In Blacklight As A Unified Discovery Platform Bess Sadler described Blacklight as “yet another ‘next-generation’ library catalog”. This seemingly off-hand comment should not be taken as such because the system implements many of the up-and-coming ideas our fledgling “discovery” tools espouse.
Joshua Ferraro walked us through the steps for creating open bibliographic (MARC) data using a free, browser-based cataloging service in a presentation called A New Platform for Open Data – Introducing ±biblios.net Web Services. Are these sort of services, freely provided by the likes of LibLime and the Open Library, the sorts of services that make OCLC reluctant to freely distribute “their” sets of MARC records?
Building on LibLime’s work, Chris Catalfo described and demonstrated a plug-in for creating Dublin Core metadata records using ±biblios.net Web Services in Extending ±biblios, The Open Source Web Based Metadata Editor.
Jodi Schneider and William Denton gave the best presentation I’ve ever heard on FRBR in their What We Talk About When We Talk About FRBR. More specifically, they described “strong” FRBR-ization complete with Works, Manifestations, Expressions, and Items owned by Persons, Families, and Corporate Bodies and having subjects grouped into Concepts, Objects, and Events. Very thorough and easy to understand.
schneider++ & denton++ # for a job well-done
In Complete Faceting Toke Eskildsen described his institutions’s implementation called Summa from the State and University Library of Denmark.
Erik Hatcher outlined a number of ways Solr can be optimized for better performance in The Rising Sun: Making The Most Of Solr Power. Solr certainly seems to be on its way to becoming the norm for indexing in the Code4Lib community.
A citation parsing application was described by Chris Shoemaker in FreeCite – An Open Source Free-Text Citation Parser. His technique did not seem to be based so much on punctuation (syntax) as much as word groupings. I think we have something to learn from his technique.
The Semantic Web came full-circle through Sean Hannan‘s Freebasing For Fun And Enhancement. One of the take-aways I got from this conference is to learn more ways Freebase and be used (exploited) in my everyday work.
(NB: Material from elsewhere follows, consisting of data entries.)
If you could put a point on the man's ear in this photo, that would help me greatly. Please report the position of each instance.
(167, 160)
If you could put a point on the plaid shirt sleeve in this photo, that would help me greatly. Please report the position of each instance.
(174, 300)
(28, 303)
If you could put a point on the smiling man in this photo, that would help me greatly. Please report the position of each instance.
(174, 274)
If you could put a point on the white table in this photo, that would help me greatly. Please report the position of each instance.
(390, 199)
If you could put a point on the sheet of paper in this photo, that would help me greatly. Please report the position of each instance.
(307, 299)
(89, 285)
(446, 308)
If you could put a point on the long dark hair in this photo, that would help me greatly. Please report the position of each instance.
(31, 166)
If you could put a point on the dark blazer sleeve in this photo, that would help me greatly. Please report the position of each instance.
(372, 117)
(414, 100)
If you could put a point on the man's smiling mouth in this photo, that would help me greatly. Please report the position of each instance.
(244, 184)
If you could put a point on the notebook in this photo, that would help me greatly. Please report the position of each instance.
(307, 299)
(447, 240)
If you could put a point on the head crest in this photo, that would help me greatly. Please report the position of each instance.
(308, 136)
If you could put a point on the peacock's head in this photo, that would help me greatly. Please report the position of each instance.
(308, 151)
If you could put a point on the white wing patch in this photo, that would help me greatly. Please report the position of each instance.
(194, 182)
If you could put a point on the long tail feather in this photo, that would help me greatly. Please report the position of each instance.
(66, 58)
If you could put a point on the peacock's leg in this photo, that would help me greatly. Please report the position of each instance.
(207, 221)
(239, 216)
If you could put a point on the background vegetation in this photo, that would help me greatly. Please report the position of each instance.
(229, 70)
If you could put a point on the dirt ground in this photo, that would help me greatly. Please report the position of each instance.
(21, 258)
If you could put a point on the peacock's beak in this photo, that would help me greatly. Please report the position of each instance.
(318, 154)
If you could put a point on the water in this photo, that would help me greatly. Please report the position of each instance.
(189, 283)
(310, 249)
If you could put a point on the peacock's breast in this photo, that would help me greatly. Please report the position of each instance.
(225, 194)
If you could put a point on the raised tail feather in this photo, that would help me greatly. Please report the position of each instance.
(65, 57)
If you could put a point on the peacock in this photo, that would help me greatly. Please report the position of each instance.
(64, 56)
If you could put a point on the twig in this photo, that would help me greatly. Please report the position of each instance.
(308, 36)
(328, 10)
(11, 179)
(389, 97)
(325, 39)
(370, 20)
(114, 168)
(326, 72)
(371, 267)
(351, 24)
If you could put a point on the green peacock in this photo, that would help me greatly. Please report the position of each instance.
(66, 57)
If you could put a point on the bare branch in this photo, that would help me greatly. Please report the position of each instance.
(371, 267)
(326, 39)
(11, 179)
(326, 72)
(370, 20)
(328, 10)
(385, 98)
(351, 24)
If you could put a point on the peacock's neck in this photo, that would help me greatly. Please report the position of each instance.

During the Lightning Talks I very briefly outlined an idea that has been brewing in my head for a few years, specifically, the idea of an Annual Code4Lib Open Source Software Award. I don’t exactly know how such a thing would get established or be made sustainable, but I do think our community is ripe for such recognition. Good work is done by our people, and I believe it needs to be tangibly acknowledged. I am willing to commit to making this a reality by this time next year at Code4Lib Conference 2010.
I did not have the luxury for staying the last day of the Conference. I’m sure I missed some significant presentations. Yet, the things I did see where impressive. They demonstrated ingenuity, creativity, and as the same time, practicality — the desire to solve real-world, present-day problems. These things require the use of both sides of a person’s brain. Systematic thinking and intuition; an attention to detail but the ability to see the big picture at the same time. In other words, arscience.